Hydrocarbon recovery in clastic reservoirs depends essentially on the quality of our understanding of the precise architecture of sand bodies and intercalated shaly baffles and barriers. Various methods have been developed for enriching the fundamental data collection from outcrop analogues, including Terrestrial Laser Scanning digital photogrammetry, high-precision GPS survey, etc. The three-dimensional outcrop datasets collecting using these methods are critical for understanding the link between seismic-scale and well-scale data in the subsurface.

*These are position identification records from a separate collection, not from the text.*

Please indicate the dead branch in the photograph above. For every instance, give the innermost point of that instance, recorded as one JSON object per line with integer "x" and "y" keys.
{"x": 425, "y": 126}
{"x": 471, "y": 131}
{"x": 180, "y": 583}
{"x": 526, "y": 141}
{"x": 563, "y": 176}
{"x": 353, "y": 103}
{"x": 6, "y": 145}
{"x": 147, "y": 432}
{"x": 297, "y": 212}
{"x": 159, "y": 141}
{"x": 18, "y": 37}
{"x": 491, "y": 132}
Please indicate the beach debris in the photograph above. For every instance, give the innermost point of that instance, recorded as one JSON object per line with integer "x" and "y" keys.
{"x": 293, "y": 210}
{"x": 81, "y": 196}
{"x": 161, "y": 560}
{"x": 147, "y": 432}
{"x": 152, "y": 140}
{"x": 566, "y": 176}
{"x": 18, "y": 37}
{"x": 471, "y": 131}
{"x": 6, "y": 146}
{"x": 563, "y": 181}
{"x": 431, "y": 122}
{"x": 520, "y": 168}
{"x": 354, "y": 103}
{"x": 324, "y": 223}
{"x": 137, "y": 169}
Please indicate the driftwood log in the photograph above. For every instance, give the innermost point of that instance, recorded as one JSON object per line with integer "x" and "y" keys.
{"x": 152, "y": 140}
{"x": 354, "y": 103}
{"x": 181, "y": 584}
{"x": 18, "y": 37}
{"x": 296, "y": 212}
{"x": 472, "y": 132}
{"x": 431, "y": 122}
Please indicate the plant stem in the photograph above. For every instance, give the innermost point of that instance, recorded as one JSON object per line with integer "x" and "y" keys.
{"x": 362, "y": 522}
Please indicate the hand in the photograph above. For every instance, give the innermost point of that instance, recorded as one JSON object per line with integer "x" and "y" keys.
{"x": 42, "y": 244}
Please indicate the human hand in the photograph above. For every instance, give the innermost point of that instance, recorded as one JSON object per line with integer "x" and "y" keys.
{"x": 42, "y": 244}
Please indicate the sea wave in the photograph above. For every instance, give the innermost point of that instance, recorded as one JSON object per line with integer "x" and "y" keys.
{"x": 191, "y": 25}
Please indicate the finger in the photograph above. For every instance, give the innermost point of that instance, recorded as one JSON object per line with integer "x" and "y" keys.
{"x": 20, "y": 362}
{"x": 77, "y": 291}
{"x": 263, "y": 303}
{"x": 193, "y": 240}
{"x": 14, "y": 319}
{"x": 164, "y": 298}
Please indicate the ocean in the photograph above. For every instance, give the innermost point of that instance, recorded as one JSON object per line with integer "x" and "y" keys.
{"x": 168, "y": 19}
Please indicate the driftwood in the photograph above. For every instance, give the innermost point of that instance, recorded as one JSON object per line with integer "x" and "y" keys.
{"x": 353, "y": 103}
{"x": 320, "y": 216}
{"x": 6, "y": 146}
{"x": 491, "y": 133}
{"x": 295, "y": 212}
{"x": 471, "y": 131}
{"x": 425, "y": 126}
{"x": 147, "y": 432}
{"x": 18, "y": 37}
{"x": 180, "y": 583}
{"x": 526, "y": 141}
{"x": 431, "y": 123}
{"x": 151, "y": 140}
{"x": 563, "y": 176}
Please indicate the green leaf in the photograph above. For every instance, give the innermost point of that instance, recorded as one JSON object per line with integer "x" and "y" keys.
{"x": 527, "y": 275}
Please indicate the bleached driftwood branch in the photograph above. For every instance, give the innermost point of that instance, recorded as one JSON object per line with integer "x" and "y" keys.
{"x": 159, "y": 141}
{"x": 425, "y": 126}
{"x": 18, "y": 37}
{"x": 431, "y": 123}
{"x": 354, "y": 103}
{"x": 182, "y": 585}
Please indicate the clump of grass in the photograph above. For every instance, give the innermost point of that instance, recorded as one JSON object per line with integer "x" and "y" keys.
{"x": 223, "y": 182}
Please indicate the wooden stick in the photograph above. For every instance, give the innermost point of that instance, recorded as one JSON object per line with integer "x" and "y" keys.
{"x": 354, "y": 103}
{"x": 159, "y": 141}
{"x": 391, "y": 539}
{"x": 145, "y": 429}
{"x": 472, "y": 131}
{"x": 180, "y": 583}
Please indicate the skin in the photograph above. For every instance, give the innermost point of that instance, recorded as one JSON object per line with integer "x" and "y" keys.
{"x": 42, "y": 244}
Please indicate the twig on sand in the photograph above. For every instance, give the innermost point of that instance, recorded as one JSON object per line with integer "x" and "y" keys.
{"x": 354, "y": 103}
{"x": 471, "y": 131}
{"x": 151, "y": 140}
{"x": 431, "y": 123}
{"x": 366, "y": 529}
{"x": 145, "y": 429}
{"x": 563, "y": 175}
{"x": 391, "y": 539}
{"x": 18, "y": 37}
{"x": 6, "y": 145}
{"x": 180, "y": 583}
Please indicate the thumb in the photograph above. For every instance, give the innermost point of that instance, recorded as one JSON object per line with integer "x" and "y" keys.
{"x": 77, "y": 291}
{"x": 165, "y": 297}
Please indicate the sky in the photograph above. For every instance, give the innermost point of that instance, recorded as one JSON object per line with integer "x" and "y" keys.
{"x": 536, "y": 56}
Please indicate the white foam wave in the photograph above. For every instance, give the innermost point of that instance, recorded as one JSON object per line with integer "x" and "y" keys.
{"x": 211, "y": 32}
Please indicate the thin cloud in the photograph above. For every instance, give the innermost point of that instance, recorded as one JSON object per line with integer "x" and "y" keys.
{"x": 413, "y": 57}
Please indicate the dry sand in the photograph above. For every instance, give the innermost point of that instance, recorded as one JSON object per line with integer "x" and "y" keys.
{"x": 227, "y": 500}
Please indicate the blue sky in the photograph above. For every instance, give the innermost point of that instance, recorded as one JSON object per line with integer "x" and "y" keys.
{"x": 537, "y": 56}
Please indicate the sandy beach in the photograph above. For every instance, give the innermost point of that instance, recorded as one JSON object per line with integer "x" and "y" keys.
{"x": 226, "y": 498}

In this study, we illustrate a methodology for integrating 3D outcrop data, interpreting them, and using the interpretation, along with data integrated from traditional outcrop measurements, to produce a reservoir model of a fluvial sequence from the Escanilla Formation in the Ainsa sub-basin of northern Spain. The use of laser scanner outcrop capture techniques (LiDAR) provides a robust and flexible data set that can spatially constrain the modeling of observed features. The three-dimensional outcrop reconstruction, coupled with sequence stratigraphy concepts allows the morphology, size and distribution of key architectural elements to be modeled in subsurface reservoirs. Using streamline simulations, the different observed heterogeneity levels are tested, in order to sort and classify them according to their dynamic impact and stratigraphic position.
The reservoir model constructed from these data allows geologists and reservoir engineers to see the critical differences between real and modeled heterogeneities, and provides a mechanism for an improved understanding of modeling subsurface reservoirs.